The events of that night prompted many reactions from both the University administration and the student community. To ensure that Colgate is adequately informed of a situation, Johnson and Campus Safety updated and revised both the school’s emergency response plan and communications used during a situation. However, action on the student’s part is also a necessary aspect of that plan.

“There were a number of students who never got the e2Campus safety message because they weren’t signed up,” she said. “Sign up for e2Campus; it’s a great system we need to use in conjunction with other forms of communication.”

Students have reacted to the event in numerous ways. Across campus, anonymous red posters were hung up urging students to ponder the event and whether there is an issue of race in the matter.

“Given that race matters in the society that we live in, I can see why some students raise the issue,” Johnson said. “However, race has not been a factor in the University’s handling of this case, period. Nor would I allow it to be.”

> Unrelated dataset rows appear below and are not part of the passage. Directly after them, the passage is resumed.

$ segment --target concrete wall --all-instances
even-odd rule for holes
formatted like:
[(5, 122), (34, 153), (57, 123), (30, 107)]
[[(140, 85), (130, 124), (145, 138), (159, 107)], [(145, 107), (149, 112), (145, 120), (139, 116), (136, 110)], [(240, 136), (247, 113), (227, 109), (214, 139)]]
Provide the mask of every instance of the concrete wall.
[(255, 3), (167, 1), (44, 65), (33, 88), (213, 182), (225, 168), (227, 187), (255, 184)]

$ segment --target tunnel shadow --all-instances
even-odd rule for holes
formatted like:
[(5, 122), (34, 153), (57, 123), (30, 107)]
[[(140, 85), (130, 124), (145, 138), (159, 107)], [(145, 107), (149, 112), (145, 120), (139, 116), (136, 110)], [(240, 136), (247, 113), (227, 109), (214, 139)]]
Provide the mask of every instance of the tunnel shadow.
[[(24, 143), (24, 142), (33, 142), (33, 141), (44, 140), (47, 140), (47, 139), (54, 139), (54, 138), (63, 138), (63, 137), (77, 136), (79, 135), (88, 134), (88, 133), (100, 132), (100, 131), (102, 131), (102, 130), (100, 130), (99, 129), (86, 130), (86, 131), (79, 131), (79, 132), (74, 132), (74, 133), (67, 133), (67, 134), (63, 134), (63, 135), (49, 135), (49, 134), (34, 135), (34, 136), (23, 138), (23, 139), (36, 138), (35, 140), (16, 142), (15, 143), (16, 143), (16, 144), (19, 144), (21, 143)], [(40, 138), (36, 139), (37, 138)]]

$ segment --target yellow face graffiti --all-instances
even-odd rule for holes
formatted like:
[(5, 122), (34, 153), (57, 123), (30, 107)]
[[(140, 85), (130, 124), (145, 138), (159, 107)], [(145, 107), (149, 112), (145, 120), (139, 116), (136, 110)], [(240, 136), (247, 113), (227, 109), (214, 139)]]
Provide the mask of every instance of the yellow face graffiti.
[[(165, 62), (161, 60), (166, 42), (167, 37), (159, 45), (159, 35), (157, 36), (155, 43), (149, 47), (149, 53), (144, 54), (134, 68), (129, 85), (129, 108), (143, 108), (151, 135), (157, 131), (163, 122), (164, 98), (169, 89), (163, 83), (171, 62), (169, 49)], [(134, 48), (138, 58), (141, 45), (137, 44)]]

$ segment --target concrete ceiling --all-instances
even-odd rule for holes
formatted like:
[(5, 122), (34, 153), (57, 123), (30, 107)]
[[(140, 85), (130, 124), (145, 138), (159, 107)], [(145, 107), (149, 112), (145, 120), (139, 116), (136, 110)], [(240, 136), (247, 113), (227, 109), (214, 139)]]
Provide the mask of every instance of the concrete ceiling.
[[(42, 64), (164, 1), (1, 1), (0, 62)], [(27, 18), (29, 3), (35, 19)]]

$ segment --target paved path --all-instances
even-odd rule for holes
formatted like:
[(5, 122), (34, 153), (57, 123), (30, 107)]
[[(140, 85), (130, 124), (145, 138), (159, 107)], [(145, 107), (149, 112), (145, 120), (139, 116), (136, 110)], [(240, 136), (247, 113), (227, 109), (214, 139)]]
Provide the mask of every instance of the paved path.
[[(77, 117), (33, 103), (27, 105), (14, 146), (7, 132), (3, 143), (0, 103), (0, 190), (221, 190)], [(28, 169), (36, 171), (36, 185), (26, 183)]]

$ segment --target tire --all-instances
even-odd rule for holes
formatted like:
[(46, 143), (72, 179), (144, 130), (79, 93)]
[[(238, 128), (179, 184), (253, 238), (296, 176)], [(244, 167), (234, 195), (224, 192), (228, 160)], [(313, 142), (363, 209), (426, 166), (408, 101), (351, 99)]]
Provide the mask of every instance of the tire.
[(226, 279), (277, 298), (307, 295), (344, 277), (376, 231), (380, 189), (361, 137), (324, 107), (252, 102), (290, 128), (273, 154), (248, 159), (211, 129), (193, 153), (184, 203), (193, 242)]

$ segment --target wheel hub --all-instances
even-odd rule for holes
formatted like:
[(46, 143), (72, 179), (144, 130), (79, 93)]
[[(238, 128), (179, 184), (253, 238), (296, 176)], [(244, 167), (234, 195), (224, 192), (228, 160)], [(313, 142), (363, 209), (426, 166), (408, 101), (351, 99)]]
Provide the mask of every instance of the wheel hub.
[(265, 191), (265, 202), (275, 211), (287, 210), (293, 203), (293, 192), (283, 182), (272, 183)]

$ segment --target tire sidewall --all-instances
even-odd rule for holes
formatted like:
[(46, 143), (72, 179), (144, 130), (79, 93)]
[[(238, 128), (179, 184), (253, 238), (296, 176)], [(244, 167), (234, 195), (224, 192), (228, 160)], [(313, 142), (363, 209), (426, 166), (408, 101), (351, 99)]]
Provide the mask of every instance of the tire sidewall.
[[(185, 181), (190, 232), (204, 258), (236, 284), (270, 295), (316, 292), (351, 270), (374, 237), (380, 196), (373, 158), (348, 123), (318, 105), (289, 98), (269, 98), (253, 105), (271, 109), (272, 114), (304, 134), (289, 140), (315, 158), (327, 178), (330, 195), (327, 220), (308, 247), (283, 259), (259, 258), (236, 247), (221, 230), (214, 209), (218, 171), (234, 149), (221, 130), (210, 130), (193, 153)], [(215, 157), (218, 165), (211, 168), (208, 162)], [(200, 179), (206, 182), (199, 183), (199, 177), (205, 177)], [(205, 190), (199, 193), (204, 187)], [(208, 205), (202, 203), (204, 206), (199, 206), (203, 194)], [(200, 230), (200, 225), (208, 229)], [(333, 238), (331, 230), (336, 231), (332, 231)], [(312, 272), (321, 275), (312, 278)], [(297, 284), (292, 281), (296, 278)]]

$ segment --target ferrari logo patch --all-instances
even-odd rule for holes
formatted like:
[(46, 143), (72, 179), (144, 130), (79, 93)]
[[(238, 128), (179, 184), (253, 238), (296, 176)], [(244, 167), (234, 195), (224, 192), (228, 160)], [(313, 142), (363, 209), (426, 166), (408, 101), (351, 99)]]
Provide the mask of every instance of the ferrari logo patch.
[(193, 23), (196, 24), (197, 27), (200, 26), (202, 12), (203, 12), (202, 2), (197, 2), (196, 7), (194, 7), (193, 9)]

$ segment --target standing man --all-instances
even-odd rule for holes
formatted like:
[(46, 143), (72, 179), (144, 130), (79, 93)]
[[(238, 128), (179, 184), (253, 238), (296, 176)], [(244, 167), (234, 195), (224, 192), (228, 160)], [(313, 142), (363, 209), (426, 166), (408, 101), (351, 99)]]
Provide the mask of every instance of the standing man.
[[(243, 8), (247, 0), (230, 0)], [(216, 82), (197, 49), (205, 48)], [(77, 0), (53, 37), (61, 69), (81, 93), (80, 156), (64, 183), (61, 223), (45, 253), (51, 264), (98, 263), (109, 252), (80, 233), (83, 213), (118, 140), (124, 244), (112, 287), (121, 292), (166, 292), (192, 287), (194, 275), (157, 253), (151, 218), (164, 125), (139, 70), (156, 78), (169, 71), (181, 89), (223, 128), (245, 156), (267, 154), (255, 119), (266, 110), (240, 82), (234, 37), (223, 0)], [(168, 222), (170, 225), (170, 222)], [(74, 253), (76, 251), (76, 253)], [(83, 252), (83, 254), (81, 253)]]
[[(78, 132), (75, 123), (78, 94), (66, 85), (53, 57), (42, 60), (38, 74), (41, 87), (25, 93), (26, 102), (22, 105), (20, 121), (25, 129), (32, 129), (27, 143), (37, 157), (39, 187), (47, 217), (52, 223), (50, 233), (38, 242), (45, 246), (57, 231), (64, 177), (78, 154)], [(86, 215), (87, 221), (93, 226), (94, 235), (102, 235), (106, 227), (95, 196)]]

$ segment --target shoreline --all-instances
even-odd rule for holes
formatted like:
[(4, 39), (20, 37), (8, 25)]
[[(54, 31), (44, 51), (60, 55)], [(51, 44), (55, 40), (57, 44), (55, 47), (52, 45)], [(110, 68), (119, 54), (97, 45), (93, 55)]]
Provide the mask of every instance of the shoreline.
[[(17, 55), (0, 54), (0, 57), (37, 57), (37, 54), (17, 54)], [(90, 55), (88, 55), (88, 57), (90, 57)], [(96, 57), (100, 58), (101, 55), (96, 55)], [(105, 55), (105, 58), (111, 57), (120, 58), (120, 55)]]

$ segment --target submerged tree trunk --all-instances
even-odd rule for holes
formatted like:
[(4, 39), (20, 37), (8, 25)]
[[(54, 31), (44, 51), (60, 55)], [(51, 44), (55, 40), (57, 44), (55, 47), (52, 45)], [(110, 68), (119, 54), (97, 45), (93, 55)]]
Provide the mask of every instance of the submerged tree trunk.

Some students have reacted by being more cautious and aware of the possible dangers that face them in their dorm rooms.

“I have become a little more cautious since this incident, locking my door even if I’m gone for two minutes,” first-year John Lyon said, “but at the same time I’ve never really felt like there’s been a concern for my safety on this campus.”

As for the students involved in the incident, disciplinary actions are still being debated. Colgate spokesman Charlie Melichar was quoted in an article by the Associated Press on Wednesday, December 12.

“The players were suspended from the team but are still enrolled in school,” Melichar said to the AP.

According to the AP, “He [Melichar] added that their academic status will be determined by the Student Conduct Board. Their future with the team will hinge on board’s review.”

For now, legal action is still pending on the arrests made, and it is unclear what may follow. However, the University has gained valuable experience on the handling of an urgent situation.

“We’re making efforts to make this a safe campus,” Johnson said. “Safety is the number-one priority. I just want to remind folks that it will take us all working together to ensure that this is the safest environment possible.”